At the beginning of September, Don Benzi, whom he too had been following for years, told him to pray to Sandra and asked the entire community to do so. A few months later, trace of and metastasis were absent. Four years later, he was cured. This is a medically unexplainable fact. But it didn’t end there. “When I got well”, he told us, “my life continued normally. Then, after three years, the boyfriends of two of my co-workers died. One of them told me, “He didn’t make it”. Where it was implied, “You did”. When you have the knowledge that you are a survivor, you have a sense of guilt about the time you are wasting. You say to yourself, “If the Lord saved me, it will be for something great. Instead, nothing was happening”. Then, re-reading Sandra’s Diary, he realized. “She was the opposite of me, always saying yes to any proposal made to her. Without looking for something in return, without expecting anything. I understood how I was supposed to live.
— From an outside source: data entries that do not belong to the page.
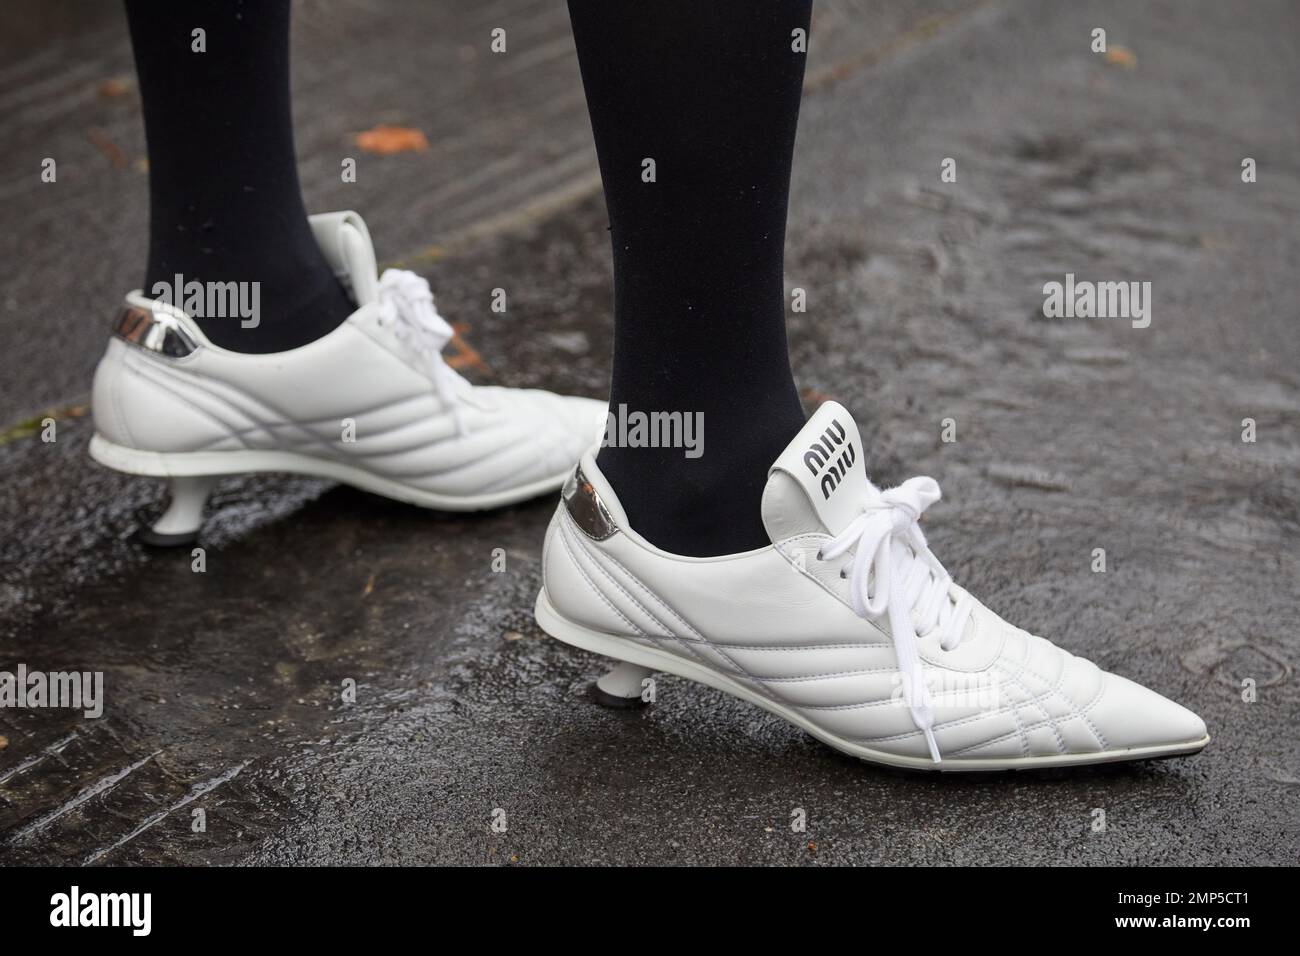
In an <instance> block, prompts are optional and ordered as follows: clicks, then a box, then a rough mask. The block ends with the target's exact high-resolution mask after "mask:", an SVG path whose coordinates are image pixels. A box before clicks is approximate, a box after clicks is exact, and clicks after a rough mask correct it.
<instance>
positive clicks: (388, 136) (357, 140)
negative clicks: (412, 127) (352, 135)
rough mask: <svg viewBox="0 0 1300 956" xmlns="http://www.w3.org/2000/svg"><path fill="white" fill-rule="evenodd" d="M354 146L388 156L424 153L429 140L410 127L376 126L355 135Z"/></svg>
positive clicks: (375, 152) (370, 151)
mask: <svg viewBox="0 0 1300 956" xmlns="http://www.w3.org/2000/svg"><path fill="white" fill-rule="evenodd" d="M356 144H357V146H359V147H361V148H363V150H365V151H367V152H373V153H378V155H380V156H390V155H393V153H394V152H424V151H425V150H428V148H429V140H428V139H425V138H424V134H422V133H421V131H420V130H416V129H411V127H409V126H382V125H381V126H376V127H374V129H369V130H365V133H357V134H356Z"/></svg>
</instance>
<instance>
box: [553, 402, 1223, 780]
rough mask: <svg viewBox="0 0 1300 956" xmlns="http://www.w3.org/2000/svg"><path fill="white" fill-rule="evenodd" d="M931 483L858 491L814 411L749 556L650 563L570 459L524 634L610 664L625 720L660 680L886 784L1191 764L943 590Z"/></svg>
mask: <svg viewBox="0 0 1300 956" xmlns="http://www.w3.org/2000/svg"><path fill="white" fill-rule="evenodd" d="M936 501H939V485H937V484H936V483H935V481H933V479H928V477H915V479H911V480H909V481H905V483H904V484H902V485H900V486H898V488H892V489H889V490H885V492H881V490H878V489H876V488H875V486H874V485H872V484H871V483H870V481H867V476H866V470H865V467H863V454H862V442H861V438H859V436H858V428H857V425H855V424H854V421H853V418H852V416H850V415H849V414H848V412H846V411H845V410H844V408H842V407H841V406H839V405H836V403H833V402H828V403H826V405H823V406H822V407H820V408H819V410H818V411H816V414H815V415H814V416H813V418H811V419H810V420H809V423H807V424H806V425H805V428H803V431H802V432H800V434H798V436H797V437H796V438H794V441H793V442H792V444H790V446H789V447H788V449H787V450H785V451H784V453H783V454H781V457H780V458H779V459H777V460H776V463H775V464H774V466H772V468H771V472H770V476H768V481H767V486H766V489H764V492H763V501H762V509H763V523H764V527H766V528H767V532H768V535H770V537H771V540H772V545H771V546H768V548H761V549H758V550H754V551H745V553H742V554H727V555H722V557H715V558H689V557H681V555H677V554H668V553H666V551H662V550H659V549H658V548H655V546H654V545H651V544H650V542H647V541H645V540H643V538H642V537H640V536H638V535H637V532H636V529H633V528H630V527H628V522H627V515H625V514H624V511H623V509H621V507H620V505H619V499H617V496H616V494H615V493H614V490H612V489H611V488H610V485H608V484H607V483H606V480H604V477H603V476H602V475H601V472H599V470H598V468H597V467H595V460H594V458H593V455H591V454H590V453H588V454H586V455H584V457H582V459H581V462H580V463H578V467H577V471H576V472H575V473H573V476H572V477H571V479H569V481H568V483H567V484H565V486H564V490H563V497H562V501H560V506H559V509H558V510H556V512H555V516H554V519H552V520H551V525H550V528H549V529H547V533H546V546H545V551H543V587H542V591H541V594H539V596H538V598H537V622H538V623H539V624H541V627H542V630H545V631H546V632H547V633H550V635H552V636H554V637H558V639H559V640H562V641H565V643H568V644H573V645H575V646H578V648H585V649H588V650H594V652H595V653H599V654H604V656H607V657H612V658H616V659H619V661H623V662H625V663H623V665H620V666H619V667H616V669H615V670H614V671H611V672H610V674H608V675H606V678H603V679H602V680H601V682H598V692H599V696H601V697H602V698H603V700H606V701H607V702H619V701H636V700H637V698H638V696H640V695H641V692H642V687H641V685H642V683H643V679H645V678H647V676H649V675H650V674H651V672H653V671H668V672H671V674H677V675H681V676H685V678H690V679H693V680H698V682H701V683H703V684H708V685H710V687H715V688H718V689H720V691H725V692H728V693H732V695H735V696H737V697H741V698H742V700H748V701H750V702H753V704H758V705H759V706H762V708H764V709H767V710H771V711H772V713H774V714H779V715H780V717H784V718H785V719H787V721H789V722H790V723H794V724H796V726H798V727H802V728H803V730H806V731H807V732H809V734H811V735H813V736H815V737H818V739H819V740H823V741H826V743H827V744H829V745H831V747H835V748H836V749H840V750H844V752H845V753H849V754H853V756H855V757H862V758H863V760H870V761H875V762H879V763H889V765H893V766H902V767H917V769H939V770H1005V769H1024V767H1047V766H1063V765H1078V763H1101V762H1108V761H1121V760H1138V758H1147V757H1167V756H1173V754H1186V753H1196V752H1197V750H1200V749H1201V748H1203V747H1205V744H1206V743H1209V736H1208V735H1206V732H1205V723H1204V722H1203V721H1201V719H1200V718H1199V717H1197V715H1196V714H1193V713H1192V711H1190V710H1187V709H1186V708H1182V706H1179V705H1178V704H1174V702H1173V701H1170V700H1166V698H1165V697H1161V696H1160V695H1158V693H1156V692H1153V691H1148V689H1147V688H1144V687H1141V685H1139V684H1135V683H1134V682H1131V680H1128V679H1126V678H1121V676H1117V675H1114V674H1108V672H1105V671H1102V670H1100V669H1099V667H1097V666H1096V665H1093V663H1091V662H1089V661H1086V659H1083V658H1079V657H1074V656H1073V654H1070V653H1067V652H1065V650H1062V649H1060V648H1057V646H1056V645H1053V644H1050V643H1048V641H1045V640H1043V639H1041V637H1035V636H1032V635H1030V633H1026V632H1024V631H1021V630H1019V628H1017V627H1013V626H1011V624H1008V623H1006V622H1005V620H1002V619H1001V618H1000V617H998V615H997V614H995V613H993V611H991V610H989V609H987V607H985V606H984V605H982V604H980V602H979V601H976V600H975V598H974V597H971V596H970V594H969V593H967V592H966V591H963V589H962V588H959V587H957V585H956V584H953V581H952V579H950V578H949V575H948V572H946V571H945V570H944V567H943V566H941V564H940V563H939V561H936V559H935V557H933V554H931V551H930V549H928V546H927V545H926V538H924V537H923V536H922V532H920V527H919V524H918V520H919V518H920V515H922V512H923V511H924V510H926V509H927V507H928V506H930V505H933V503H935V502H936Z"/></svg>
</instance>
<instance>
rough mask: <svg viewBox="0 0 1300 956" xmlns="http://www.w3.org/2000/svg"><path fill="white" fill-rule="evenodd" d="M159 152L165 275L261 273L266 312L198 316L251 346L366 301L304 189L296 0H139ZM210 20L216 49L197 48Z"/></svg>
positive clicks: (258, 281)
mask: <svg viewBox="0 0 1300 956" xmlns="http://www.w3.org/2000/svg"><path fill="white" fill-rule="evenodd" d="M126 13H127V20H129V21H130V27H131V44H133V47H134V48H135V68H136V72H138V74H139V81H140V98H142V99H143V103H144V129H146V135H147V138H148V155H149V259H148V267H147V269H146V276H144V291H146V294H147V295H148V294H151V293H149V290H151V289H152V287H153V286H155V284H157V282H165V284H168V286H172V285H173V284H174V281H175V276H178V274H179V276H182V277H183V278H182V281H185V282H188V281H191V280H196V281H199V282H257V284H260V287H259V294H260V303H259V304H260V308H259V316H257V319H259V324H257V325H256V326H255V328H244V326H243V323H242V321H240V317H239V316H235V317H214V316H207V317H196V320H198V321H199V325H200V328H201V329H203V332H204V333H205V334H207V336H208V338H211V339H212V341H213V342H214V343H217V345H220V346H222V347H225V349H231V350H234V351H242V352H270V351H282V350H285V349H292V347H295V346H299V345H305V343H307V342H311V341H313V339H316V338H320V337H321V336H324V334H325V333H328V332H330V330H333V329H334V328H335V326H338V325H339V324H341V323H342V321H343V320H344V319H346V317H347V316H348V313H350V312H351V311H352V308H354V306H352V303H351V302H350V300H348V297H347V294H346V293H344V290H343V287H342V286H341V285H339V284H338V281H337V280H335V278H334V274H333V272H331V269H330V268H329V265H328V264H326V261H325V259H324V256H322V255H321V251H320V248H318V247H317V245H316V242H315V239H313V238H312V230H311V228H309V226H308V222H307V212H305V209H304V207H303V199H302V195H300V194H299V191H298V170H296V166H295V161H294V133H292V118H291V114H290V101H289V0H261V1H259V3H234V4H231V3H220V1H216V0H196V1H187V3H144V1H143V0H127V3H126ZM200 27H201V29H203V30H204V33H205V38H204V46H205V49H204V52H195V51H194V48H192V44H194V36H192V31H194V30H196V29H200Z"/></svg>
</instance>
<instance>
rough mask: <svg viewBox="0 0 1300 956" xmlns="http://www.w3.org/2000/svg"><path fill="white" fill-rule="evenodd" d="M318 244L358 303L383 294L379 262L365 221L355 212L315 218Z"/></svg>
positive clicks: (344, 213) (352, 297) (315, 232)
mask: <svg viewBox="0 0 1300 956" xmlns="http://www.w3.org/2000/svg"><path fill="white" fill-rule="evenodd" d="M311 224H312V233H313V234H315V237H316V245H317V246H320V247H321V252H324V254H325V259H326V261H329V264H330V268H331V269H334V274H335V276H338V280H339V281H341V282H342V284H343V285H344V286H347V287H348V289H350V290H351V293H352V298H354V299H356V304H357V306H368V304H370V303H372V302H376V300H377V299H378V297H380V277H378V272H380V269H378V263H377V260H376V258H374V245H373V243H372V242H370V230H369V229H367V228H365V220H363V219H361V217H360V216H357V215H356V213H355V212H351V211H344V212H325V213H320V215H317V216H312V217H311Z"/></svg>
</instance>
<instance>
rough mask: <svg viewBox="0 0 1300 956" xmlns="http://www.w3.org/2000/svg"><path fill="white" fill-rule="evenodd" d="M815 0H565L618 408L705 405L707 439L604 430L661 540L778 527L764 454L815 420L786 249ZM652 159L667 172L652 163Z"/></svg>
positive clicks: (701, 536) (657, 535)
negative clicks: (807, 408) (595, 160)
mask: <svg viewBox="0 0 1300 956" xmlns="http://www.w3.org/2000/svg"><path fill="white" fill-rule="evenodd" d="M811 5H813V4H811V0H780V1H779V3H774V1H767V3H759V1H758V0H654V3H632V1H629V3H611V0H569V17H571V20H572V21H573V36H575V39H576V40H577V53H578V61H580V64H581V68H582V83H584V86H585V87H586V103H588V108H589V111H590V113H591V130H593V133H594V134H595V147H597V152H598V153H599V159H601V177H602V179H603V181H604V203H606V207H607V208H608V212H610V232H611V235H612V241H614V316H615V319H614V325H615V333H614V382H612V389H611V397H610V407H611V410H614V411H615V412H617V411H619V407H620V406H624V405H625V406H627V407H628V410H629V411H637V410H640V411H643V412H651V411H680V412H684V414H697V412H699V414H702V421H703V437H705V441H703V454H702V455H699V457H698V458H694V459H692V458H686V457H685V454H684V450H682V449H673V447H668V449H664V447H658V449H655V447H628V446H625V445H623V446H612V445H611V446H608V447H604V449H602V451H601V455H599V464H601V471H602V472H603V473H604V475H606V477H607V479H608V480H610V484H612V485H614V489H615V490H616V492H617V493H619V499H620V501H621V503H623V506H624V509H625V510H627V512H628V520H629V523H630V524H632V527H634V528H636V529H637V531H638V532H640V533H641V535H643V536H645V537H646V538H647V540H649V541H651V542H653V544H655V545H658V546H660V548H663V549H664V550H668V551H675V553H679V554H692V555H708V554H725V553H733V551H741V550H748V549H751V548H759V546H762V545H766V544H768V538H767V535H766V532H764V531H763V524H762V520H761V518H759V499H761V497H762V493H763V485H764V483H766V480H767V468H768V467H770V466H771V464H772V462H774V460H775V459H776V457H777V455H779V454H780V453H781V451H783V450H784V449H785V445H787V444H788V442H789V441H790V438H793V437H794V434H796V433H797V432H798V431H800V428H802V425H803V412H802V408H801V406H800V399H798V393H797V392H796V388H794V380H793V377H792V376H790V364H789V356H788V355H787V349H785V299H784V282H783V259H784V245H785V204H787V198H788V195H789V189H790V157H792V153H793V150H794V126H796V121H797V120H798V112H800V95H801V91H802V85H803V61H805V55H803V53H802V52H796V51H794V49H793V48H792V47H793V31H794V30H798V29H802V30H805V31H806V30H807V27H809V17H810V14H811ZM647 159H651V160H654V176H655V179H654V182H646V181H645V178H643V174H642V173H643V169H645V166H643V163H645V160H647Z"/></svg>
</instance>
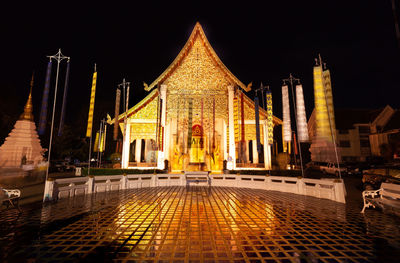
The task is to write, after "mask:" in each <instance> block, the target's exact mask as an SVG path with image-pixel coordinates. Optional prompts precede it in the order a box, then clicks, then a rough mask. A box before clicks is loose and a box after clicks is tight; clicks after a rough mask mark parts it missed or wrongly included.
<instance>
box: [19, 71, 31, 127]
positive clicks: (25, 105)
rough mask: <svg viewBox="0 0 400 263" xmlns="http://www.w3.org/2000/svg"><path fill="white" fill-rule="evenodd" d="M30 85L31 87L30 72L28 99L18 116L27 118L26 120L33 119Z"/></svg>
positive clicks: (20, 117) (30, 90)
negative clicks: (29, 86)
mask: <svg viewBox="0 0 400 263" xmlns="http://www.w3.org/2000/svg"><path fill="white" fill-rule="evenodd" d="M32 87H33V74H32V79H31V89H30V91H29V97H28V101H27V102H26V104H25V107H24V112H23V113H22V114H21V116H19V119H20V120H28V121H34V120H33V114H32V108H33V106H32Z"/></svg>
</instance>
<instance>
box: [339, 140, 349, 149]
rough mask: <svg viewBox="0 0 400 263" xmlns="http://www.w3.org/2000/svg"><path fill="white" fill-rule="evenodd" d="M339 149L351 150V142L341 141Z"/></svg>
mask: <svg viewBox="0 0 400 263" xmlns="http://www.w3.org/2000/svg"><path fill="white" fill-rule="evenodd" d="M339 147H343V148H349V147H350V141H339Z"/></svg>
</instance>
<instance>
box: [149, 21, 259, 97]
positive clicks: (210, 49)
mask: <svg viewBox="0 0 400 263" xmlns="http://www.w3.org/2000/svg"><path fill="white" fill-rule="evenodd" d="M158 84H167V85H168V87H169V88H168V89H169V90H173V89H178V90H180V92H182V91H183V92H184V91H185V90H189V92H193V91H195V90H197V91H199V90H210V89H215V90H217V89H220V88H221V87H226V86H227V85H237V86H239V87H241V88H242V89H243V90H245V91H250V89H251V88H250V86H251V85H248V86H247V87H246V86H245V85H244V84H243V83H242V82H241V81H240V80H239V79H237V78H236V77H235V76H234V75H233V74H232V73H231V72H230V71H229V70H228V68H227V67H226V66H225V65H224V64H223V63H222V61H221V60H220V58H219V57H218V56H217V54H216V53H215V51H214V49H213V48H212V47H211V45H210V43H209V42H208V40H207V37H206V36H205V34H204V31H203V28H202V27H201V25H200V23H198V22H197V23H196V25H195V27H194V29H193V31H192V34H191V35H190V37H189V39H188V41H187V42H186V44H185V46H184V47H183V49H182V50H181V52H180V53H179V54H178V56H177V57H176V58H175V60H174V61H173V62H172V64H171V65H170V66H169V67H168V68H167V69H166V70H165V71H164V72H163V73H162V74H161V75H160V76H159V77H158V78H157V79H156V80H155V81H154V82H153V83H151V84H150V85H147V84H146V83H144V86H145V90H147V91H150V90H152V89H153V88H154V87H155V86H157V85H158Z"/></svg>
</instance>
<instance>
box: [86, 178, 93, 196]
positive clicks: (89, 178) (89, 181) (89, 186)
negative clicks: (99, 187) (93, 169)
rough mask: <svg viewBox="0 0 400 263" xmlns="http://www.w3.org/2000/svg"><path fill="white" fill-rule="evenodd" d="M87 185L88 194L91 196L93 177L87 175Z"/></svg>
mask: <svg viewBox="0 0 400 263" xmlns="http://www.w3.org/2000/svg"><path fill="white" fill-rule="evenodd" d="M87 184H88V194H91V193H93V192H94V176H93V175H89V180H88V182H87Z"/></svg>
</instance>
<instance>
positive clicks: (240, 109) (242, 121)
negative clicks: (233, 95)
mask: <svg viewBox="0 0 400 263" xmlns="http://www.w3.org/2000/svg"><path fill="white" fill-rule="evenodd" d="M240 117H241V119H240V120H241V129H242V130H241V132H242V134H241V135H242V136H241V141H242V142H244V139H245V134H244V99H243V92H241V93H240Z"/></svg>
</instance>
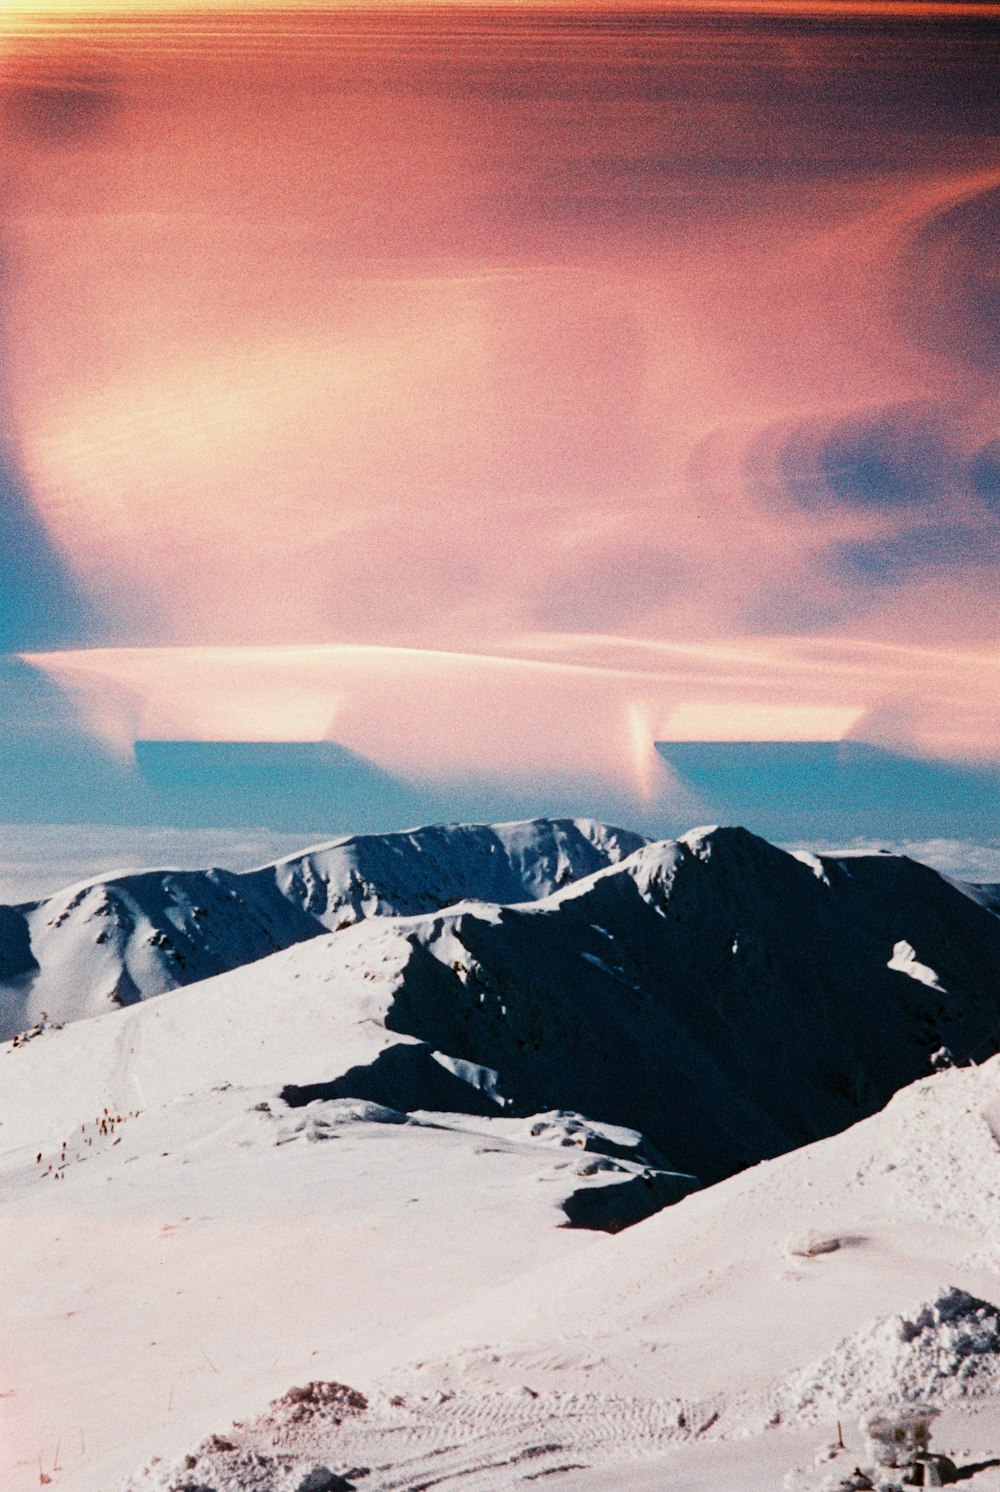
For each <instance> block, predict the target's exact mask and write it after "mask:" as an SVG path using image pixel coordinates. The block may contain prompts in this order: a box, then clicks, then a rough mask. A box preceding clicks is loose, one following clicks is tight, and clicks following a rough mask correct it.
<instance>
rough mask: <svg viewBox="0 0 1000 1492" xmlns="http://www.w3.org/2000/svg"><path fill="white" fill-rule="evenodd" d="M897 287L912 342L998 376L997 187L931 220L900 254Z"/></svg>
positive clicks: (931, 214) (987, 186) (930, 216)
mask: <svg viewBox="0 0 1000 1492" xmlns="http://www.w3.org/2000/svg"><path fill="white" fill-rule="evenodd" d="M993 110H996V98H994V103H993ZM900 288H901V291H903V294H901V297H900V304H901V310H903V315H904V318H906V324H907V328H909V331H910V334H912V336H913V337H919V339H921V340H922V342H925V343H928V345H930V346H933V348H936V349H939V351H940V352H943V354H945V355H946V357H949V358H955V360H958V361H961V363H964V364H967V366H969V367H970V369H973V370H975V372H978V373H984V374H996V373H997V372H1000V184H996V185H990V186H987V188H985V189H979V191H972V192H970V194H969V195H966V198H964V200H960V201H957V203H952V204H948V206H945V207H942V209H940V210H939V212H936V213H931V215H928V218H927V221H925V222H924V224H922V225H921V227H919V230H918V231H916V233H915V234H913V237H912V242H910V243H909V245H907V246H906V249H904V252H903V257H901V275H900Z"/></svg>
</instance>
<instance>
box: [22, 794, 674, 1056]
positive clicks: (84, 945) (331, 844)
mask: <svg viewBox="0 0 1000 1492" xmlns="http://www.w3.org/2000/svg"><path fill="white" fill-rule="evenodd" d="M643 843H645V840H643V837H642V836H640V834H633V833H628V831H627V830H616V828H609V827H607V825H603V824H594V822H591V821H587V819H584V821H573V819H554V821H549V819H542V821H534V822H525V824H501V825H494V827H487V825H443V827H433V828H421V830H413V831H410V833H404V834H372V836H355V837H349V839H342V840H334V841H333V843H330V844H322V846H318V847H315V849H310V850H306V852H304V853H300V855H294V856H290V858H287V859H282V861H278V862H276V864H273V865H264V867H263V868H261V870H255V871H249V873H245V874H237V873H234V871H227V870H206V871H176V870H170V871H160V870H151V871H140V873H136V874H121V876H103V877H100V879H97V880H93V882H87V883H84V885H79V886H75V888H72V889H69V891H64V892H60V894H58V895H54V897H48V898H46V900H43V901H36V903H27V904H24V906H18V907H0V1040H6V1038H9V1037H12V1035H15V1034H16V1032H19V1031H24V1029H27V1028H30V1026H31V1025H33V1022H39V1021H40V1019H42V1018H43V1015H45V1016H46V1018H48V1019H49V1021H52V1022H64V1021H76V1019H81V1018H82V1016H91V1015H101V1013H103V1012H106V1010H109V1009H113V1007H115V1006H128V1004H134V1003H136V1001H139V1000H146V998H149V997H151V995H160V994H163V992H164V991H167V989H175V988H178V986H181V985H190V983H194V982H196V980H200V979H209V977H212V976H213V974H221V973H224V971H225V970H230V968H239V967H240V965H243V964H249V962H254V961H255V959H258V958H264V956H266V955H267V953H273V952H276V950H278V949H282V947H290V946H291V944H294V943H301V941H304V940H307V938H312V937H318V935H321V934H324V933H330V931H334V930H337V928H345V927H349V925H351V924H354V922H358V921H361V919H363V918H369V916H376V915H379V916H399V915H413V913H419V912H434V910H437V909H439V907H446V906H449V904H452V903H455V901H461V900H463V898H466V897H476V898H479V900H487V901H525V900H530V898H534V897H545V895H548V894H549V892H552V891H555V889H557V888H558V886H564V885H566V883H567V882H570V880H573V879H576V877H579V876H588V874H591V873H593V871H596V870H600V868H603V867H606V865H610V864H615V862H616V861H619V859H622V858H624V856H625V855H630V853H631V852H633V850H634V849H637V847H639V846H640V844H643Z"/></svg>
I, now, do what I am asked to do, in the everyday”. Now he follows the projects abroad of the Pope John community. “To trust, to say yes every day to what is there, this is what Sandra taught me”. Don Battaglia told us: “Someone could say: “Sandra was just a normal girl, a Christian, but nothing special”. Instead this was exactly the news. This means that health was not an exceptionality for a few, but the fabric of the Christian experience, tout court”. Since October, the Church has been reminding everyone of this through Sandra.